Dessen Sinn für Gerechtigkeit siegte, und er lenkte ein. »Entschuldige, ich wollte dich nicht kränken. Aber im Ernst, wieso bist du nicht im Haus?«
»Ich ... na ja ...« Der sonst so zungenfertige Cristov wirkte verlegen. Offenbar fiel es ihm schwer, die richtigen Worte zu finden.

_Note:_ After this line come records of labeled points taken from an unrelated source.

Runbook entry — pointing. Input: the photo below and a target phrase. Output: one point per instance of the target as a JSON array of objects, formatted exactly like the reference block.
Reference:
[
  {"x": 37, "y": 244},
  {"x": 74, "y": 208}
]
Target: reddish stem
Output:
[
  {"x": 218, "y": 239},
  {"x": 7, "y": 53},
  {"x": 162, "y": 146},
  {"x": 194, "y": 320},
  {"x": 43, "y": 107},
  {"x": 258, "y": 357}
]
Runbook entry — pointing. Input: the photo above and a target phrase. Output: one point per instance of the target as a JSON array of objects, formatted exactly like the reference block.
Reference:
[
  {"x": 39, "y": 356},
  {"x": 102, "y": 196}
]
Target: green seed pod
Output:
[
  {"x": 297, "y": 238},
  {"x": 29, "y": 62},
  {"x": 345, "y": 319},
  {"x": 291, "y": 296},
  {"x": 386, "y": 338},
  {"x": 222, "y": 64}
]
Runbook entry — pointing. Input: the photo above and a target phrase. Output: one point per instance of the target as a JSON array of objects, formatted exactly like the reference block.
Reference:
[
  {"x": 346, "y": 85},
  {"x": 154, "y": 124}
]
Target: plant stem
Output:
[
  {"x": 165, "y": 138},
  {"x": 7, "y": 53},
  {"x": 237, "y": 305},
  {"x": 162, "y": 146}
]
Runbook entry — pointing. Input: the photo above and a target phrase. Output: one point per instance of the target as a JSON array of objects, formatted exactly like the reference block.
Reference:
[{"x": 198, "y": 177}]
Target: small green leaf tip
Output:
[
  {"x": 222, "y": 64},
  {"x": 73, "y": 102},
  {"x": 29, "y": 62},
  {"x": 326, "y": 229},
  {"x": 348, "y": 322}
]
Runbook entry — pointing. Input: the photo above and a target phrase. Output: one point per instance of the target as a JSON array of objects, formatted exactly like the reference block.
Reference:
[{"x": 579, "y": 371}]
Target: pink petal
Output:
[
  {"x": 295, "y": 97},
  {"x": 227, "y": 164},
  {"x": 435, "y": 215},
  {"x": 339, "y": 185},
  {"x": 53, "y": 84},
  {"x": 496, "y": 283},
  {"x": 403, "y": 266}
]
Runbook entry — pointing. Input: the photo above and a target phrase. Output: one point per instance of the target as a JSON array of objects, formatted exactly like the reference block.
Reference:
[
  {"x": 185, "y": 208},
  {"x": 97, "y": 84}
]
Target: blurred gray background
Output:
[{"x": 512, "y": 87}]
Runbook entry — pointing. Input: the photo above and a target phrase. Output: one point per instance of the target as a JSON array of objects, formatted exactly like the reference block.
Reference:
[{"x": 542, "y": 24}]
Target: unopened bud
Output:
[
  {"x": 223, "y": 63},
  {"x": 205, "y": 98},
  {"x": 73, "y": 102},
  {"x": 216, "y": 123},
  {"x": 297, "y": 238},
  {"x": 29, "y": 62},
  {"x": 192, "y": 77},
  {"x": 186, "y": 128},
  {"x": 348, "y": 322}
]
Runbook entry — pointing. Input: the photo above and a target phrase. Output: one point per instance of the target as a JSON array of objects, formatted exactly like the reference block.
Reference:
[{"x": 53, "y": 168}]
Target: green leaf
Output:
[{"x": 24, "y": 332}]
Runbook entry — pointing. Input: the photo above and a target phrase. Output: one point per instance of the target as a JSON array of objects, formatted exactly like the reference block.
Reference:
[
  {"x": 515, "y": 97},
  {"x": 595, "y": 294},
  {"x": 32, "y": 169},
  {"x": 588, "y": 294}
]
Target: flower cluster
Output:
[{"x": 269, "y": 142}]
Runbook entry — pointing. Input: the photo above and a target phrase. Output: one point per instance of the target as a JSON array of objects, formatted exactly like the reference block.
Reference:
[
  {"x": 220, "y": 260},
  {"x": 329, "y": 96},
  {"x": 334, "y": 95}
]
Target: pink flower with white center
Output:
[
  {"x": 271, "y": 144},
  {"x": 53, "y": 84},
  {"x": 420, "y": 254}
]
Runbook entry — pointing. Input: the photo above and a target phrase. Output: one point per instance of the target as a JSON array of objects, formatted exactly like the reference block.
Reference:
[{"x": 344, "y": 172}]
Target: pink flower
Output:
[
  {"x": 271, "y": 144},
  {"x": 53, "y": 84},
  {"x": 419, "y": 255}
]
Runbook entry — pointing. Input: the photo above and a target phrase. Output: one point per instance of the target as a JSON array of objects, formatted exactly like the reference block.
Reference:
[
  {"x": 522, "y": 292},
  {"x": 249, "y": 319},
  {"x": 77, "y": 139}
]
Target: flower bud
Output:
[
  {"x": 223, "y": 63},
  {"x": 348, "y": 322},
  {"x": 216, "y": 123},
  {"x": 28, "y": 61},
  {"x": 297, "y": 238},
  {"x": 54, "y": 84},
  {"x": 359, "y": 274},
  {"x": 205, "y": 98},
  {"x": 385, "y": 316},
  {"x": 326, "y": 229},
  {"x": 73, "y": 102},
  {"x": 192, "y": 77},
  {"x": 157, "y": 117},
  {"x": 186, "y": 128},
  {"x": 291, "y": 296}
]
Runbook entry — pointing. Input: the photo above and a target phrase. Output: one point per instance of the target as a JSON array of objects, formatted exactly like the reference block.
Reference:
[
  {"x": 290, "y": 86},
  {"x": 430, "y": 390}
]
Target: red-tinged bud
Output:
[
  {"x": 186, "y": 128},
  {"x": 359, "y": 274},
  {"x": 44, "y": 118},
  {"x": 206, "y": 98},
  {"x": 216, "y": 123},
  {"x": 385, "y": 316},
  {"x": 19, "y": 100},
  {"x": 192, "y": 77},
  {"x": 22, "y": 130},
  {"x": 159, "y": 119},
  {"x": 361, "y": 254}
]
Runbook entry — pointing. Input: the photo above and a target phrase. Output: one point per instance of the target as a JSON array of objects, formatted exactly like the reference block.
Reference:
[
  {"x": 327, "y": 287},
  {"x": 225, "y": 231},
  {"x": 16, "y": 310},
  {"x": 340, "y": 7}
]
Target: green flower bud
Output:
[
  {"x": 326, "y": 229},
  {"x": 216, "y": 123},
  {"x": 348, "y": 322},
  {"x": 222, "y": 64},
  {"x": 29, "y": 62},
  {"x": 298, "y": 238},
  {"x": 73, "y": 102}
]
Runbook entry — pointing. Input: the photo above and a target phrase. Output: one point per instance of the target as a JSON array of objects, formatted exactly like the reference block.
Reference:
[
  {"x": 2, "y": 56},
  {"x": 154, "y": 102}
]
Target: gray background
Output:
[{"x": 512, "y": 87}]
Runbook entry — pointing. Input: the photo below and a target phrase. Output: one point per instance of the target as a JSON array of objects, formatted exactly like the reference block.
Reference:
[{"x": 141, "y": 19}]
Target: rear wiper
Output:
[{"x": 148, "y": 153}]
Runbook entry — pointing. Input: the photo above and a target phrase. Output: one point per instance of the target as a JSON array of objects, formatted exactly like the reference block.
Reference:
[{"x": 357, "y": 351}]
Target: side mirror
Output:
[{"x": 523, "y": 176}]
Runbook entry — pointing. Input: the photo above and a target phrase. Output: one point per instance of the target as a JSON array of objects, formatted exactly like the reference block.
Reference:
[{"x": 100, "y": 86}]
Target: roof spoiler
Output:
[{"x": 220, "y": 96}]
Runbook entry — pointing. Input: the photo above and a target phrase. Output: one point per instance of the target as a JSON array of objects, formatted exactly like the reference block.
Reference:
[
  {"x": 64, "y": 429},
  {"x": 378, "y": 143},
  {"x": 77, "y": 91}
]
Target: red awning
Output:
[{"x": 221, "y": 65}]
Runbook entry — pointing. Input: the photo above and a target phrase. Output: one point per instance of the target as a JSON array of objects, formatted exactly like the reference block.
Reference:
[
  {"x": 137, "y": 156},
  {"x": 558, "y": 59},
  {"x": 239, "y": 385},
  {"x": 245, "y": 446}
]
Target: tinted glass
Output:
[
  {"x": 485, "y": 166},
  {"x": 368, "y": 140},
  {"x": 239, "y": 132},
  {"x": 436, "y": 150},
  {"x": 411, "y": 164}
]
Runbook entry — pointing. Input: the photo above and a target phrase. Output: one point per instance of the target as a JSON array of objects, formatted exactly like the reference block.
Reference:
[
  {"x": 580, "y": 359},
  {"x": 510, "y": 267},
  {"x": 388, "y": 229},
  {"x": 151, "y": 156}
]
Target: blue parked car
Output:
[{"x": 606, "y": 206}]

Schließlich platzte er heraus: »Meine Mutter sagt, Wachwhere seien schöne Tiere. Ich wollte nachsehen, ob das stimmt.«
Kindans Augen weiteten sich vor Verblüffung. Auch
Kisk gab einen verwunderten Ton von sich und reckte den Hals, um Cristov ins Gesicht spähen zu können.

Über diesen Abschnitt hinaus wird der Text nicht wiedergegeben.